As you enter there is a waiting area filled with Loggers swag — T-shirts, hats, water bottles and the like. There is a row of booths along one wall and more seating in the middle of the main room. There are posters on the walls featuring things like how beer is made, different types of pizzas and Oregon Highways.
Rows of lights hang from the ceiling and are reflected on the floor, creating a festive atmosphere.
But the real eye-catching feature in the restaurant is the wooden bar, which runs more than half the length of the entire rectangular space. A still-empty room on the side will become the lottery room, Gross said.
There currently are about 10 employees and Gross said he is still looking to hire more staff.
This is the third Loggers that Gross has opened.

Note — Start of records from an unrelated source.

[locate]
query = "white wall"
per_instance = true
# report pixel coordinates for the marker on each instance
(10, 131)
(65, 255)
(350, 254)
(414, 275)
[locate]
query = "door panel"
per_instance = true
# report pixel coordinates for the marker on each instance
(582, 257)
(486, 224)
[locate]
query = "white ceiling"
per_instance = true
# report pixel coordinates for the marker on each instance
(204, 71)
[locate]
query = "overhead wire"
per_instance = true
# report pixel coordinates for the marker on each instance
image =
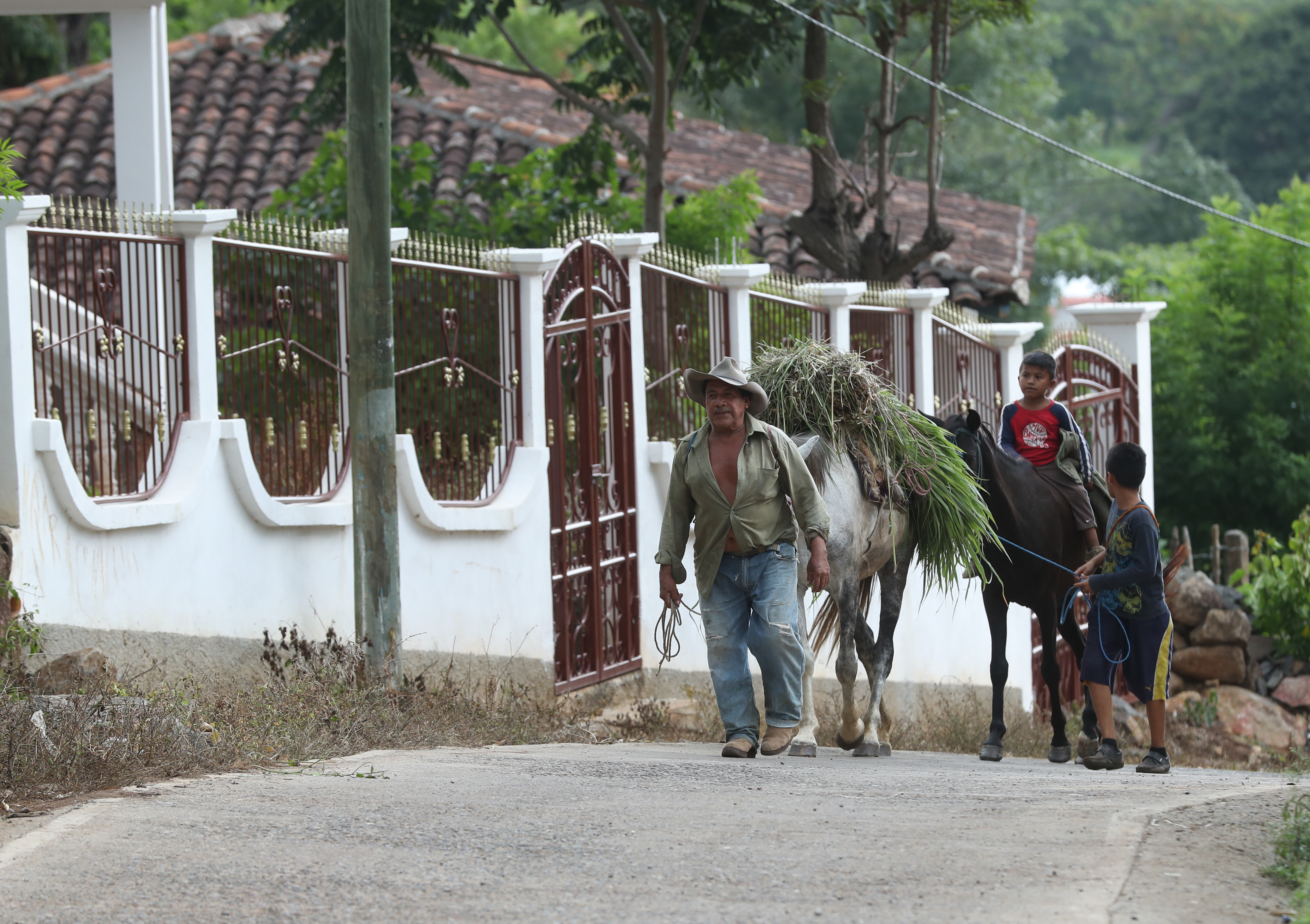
(1052, 142)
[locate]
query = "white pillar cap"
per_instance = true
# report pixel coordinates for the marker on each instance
(923, 298)
(835, 294)
(635, 244)
(196, 222)
(1117, 313)
(526, 261)
(336, 240)
(737, 276)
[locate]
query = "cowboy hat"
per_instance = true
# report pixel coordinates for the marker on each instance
(728, 371)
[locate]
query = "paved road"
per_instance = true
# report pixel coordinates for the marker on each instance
(658, 833)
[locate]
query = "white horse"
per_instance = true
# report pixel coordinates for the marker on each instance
(870, 535)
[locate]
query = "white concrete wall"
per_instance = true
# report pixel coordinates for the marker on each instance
(213, 555)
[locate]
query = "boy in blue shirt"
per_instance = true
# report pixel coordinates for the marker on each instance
(1131, 586)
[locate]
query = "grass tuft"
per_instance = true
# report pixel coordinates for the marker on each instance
(839, 396)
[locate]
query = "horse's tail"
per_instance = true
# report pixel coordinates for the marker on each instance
(827, 623)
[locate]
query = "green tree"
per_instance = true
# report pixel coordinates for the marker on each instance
(842, 194)
(1255, 107)
(31, 49)
(635, 59)
(1229, 354)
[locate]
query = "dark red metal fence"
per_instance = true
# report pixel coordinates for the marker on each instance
(1101, 394)
(886, 339)
(593, 471)
(458, 375)
(686, 327)
(109, 339)
(776, 322)
(966, 374)
(281, 330)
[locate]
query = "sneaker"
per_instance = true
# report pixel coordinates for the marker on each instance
(745, 747)
(1108, 757)
(1153, 763)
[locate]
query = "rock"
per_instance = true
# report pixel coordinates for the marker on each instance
(1294, 693)
(1223, 627)
(1253, 716)
(1195, 598)
(72, 673)
(1232, 598)
(1225, 664)
(1261, 647)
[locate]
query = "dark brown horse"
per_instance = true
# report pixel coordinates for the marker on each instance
(1031, 516)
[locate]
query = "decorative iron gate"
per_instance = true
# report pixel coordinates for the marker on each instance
(1101, 395)
(593, 476)
(966, 374)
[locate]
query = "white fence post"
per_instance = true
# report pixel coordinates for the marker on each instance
(838, 298)
(1009, 339)
(738, 280)
(197, 228)
(923, 301)
(19, 399)
(532, 267)
(631, 250)
(1127, 325)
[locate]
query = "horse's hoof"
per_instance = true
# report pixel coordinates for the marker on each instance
(848, 745)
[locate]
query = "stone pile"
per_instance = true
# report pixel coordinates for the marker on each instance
(1211, 632)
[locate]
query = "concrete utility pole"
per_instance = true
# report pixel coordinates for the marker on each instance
(372, 361)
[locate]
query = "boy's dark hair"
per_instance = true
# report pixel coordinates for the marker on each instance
(1042, 360)
(1127, 462)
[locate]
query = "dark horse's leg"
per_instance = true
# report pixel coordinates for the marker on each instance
(1091, 736)
(877, 656)
(1047, 616)
(997, 611)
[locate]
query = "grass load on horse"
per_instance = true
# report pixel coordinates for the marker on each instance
(894, 486)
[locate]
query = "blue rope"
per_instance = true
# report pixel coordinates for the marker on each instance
(1071, 596)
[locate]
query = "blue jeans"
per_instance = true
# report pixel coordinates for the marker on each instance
(752, 606)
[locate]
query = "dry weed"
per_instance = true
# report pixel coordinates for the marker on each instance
(311, 708)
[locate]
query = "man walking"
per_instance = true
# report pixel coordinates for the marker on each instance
(734, 478)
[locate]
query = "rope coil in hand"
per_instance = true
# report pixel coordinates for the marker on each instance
(666, 632)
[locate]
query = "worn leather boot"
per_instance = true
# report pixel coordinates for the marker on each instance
(776, 740)
(739, 747)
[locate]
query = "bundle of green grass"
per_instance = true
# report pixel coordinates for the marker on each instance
(839, 396)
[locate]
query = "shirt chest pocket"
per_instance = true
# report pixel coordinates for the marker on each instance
(767, 475)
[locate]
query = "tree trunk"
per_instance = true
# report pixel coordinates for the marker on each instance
(72, 29)
(886, 120)
(372, 361)
(657, 128)
(826, 227)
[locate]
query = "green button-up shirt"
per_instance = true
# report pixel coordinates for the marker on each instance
(768, 474)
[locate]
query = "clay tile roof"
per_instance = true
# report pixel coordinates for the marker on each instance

He opened Loggers Pizza in 2009 at 1350 NE Stephens St., Roseburg. In 2013, he leased the old Beef N Brew building at 2060 NW Stewart Parkway and opened Loggers Tap House — named after the three dozen beers and ciders on tap.
The Winston restaurant is intended to be a cross between the original Loggers Pizza and the current Loggers Tap House, Gross said in an earlier interview. The plan is to reduce the menu — focusing on pizza, wings and beer — making it more efficient to run while being fast and convenient for both dine-in and to-go customers, he said.
“We’re trying to create the perfect business model that we can duplicate across the state in the years to come,” Gross said.
Gross is also working on plans for a new Loggers that he intends to build from the ground up on 6 acres of land he bought overlooking the Winchester Dam on the North Umpqua River.
Gross said he chose the spot “due to the amazing view and proximity to I-5.”
He plans to develop the venture in phases. Phase 1 will consist of a steel-frame building on the edge of the cliff by the dam, with Loggers Tap House and a bar inside, and as many as eight food trucks outside. Phase 1 will cover more than 7,000 square feet.
Phase 2 calls for enlarging the building and putting nine restaurants and a bar inside, all sharing the same space. Gross said he is still working out the financing on the construction of the restaurant.